Summary
Fracture acidizing of carbonates has yielded increases in production in many areas of the world, but depending on rock strength and reservoir closure pressure, this response may be lower than expected. Also, as a result of rock strength and closure pressure, production may decline at a higher rate than following a proppant fracture treatment.
Laboratory results are presented describing the effect of various acid systems on the strength reduction of limestone -nd dolomite-formation rock samples. Formation samples were dry or saturated with 2-wt% potassium chloride brine before testing. Samples were exposed to neat, emulsified, gelled, and crosslinked 15-wt% hydrochloric acids (HCls) and each exhibited a differing effect on rock-strength reduction. In addition, production responses are presented and compared with regard to the type of acid system used for stimulation.
On the basis of the results obtained, acid-system choices made a significant difference in the degree of rock softening of carbonates. Emulsified acid caused the least softening effect on limestone and dolomite cores. Softening effects were greater on limestone than on dolomite rocks. Production responses from emulsified-acid treatments were best.
Introduction
The Khuff is a deep gas carbonate made up of sequences of limestone and dolomite sections. Acid fracturing has been used to increase gas production from this reservoir (Rahim et al. 2002; Bartko et al. 2003).
Since 1999, acid fracturing of the Khuff formation has proved to be successful in obtaining required high gas rate. In the beginning, the acid-fracturing program consisted of pumping a viscous pad (high-temperature-crosslinked borate gel) followed by 28-wt% in-situ-gelled acid and then by an acid stage of regular 28-wt% HCl, pumped below the fracture closure pressure. Typically, the total acid volume ranged from 500 to 2,000 gal/ft. Over the next few years, introduction of emulsified acids (Nasr-El-Din et al. 2001), in-situ-gelled acids (Yeager and Shuchart 1997; Taylor and Nasr-El-Din 2003; Nasr-El-Din et al. 2002a), HCl/formic (Nasr-El-Din et al. 2002b; 2006b), and viscoelastic surfactant-based fluid system (Nasr-El-Din et al. 2006a) has contributed to optimizing the acid-fracturing treatments. In all cases, extensive analyses of flowback samples were conducted to determine the reactive efficiencies of the fluids used.
The most recent work evaluated stimulation of the Khuff in light of pumping rate, acid volume, and acid system and compared these to the lithology (Bartko et al. 2003). Of significance was that increasing treatment pumping rate resulted in wells with better initial production responses.

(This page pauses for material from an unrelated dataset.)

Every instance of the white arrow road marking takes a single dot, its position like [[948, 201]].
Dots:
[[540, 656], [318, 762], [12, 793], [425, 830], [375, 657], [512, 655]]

The work showed that the emulsified-acid system outperformed the other acid systems being used on all types of lithology, using a PI/kh basis. In addition, neither the emulsified-acid system nor the in-situ-crosslinked acid system was affected by lithology variances.
The productivity of some of the treated wells declined with time. One of the potential reasons for this decline is softening of reservoir rock following acid-fracturing treatments. The objectives of the present study are to: assess the effect of various acid systems on rock embedment stress (RES), examine the impact of the lithology of rock softening, and compare rock softening and field results obtained with various acid systems.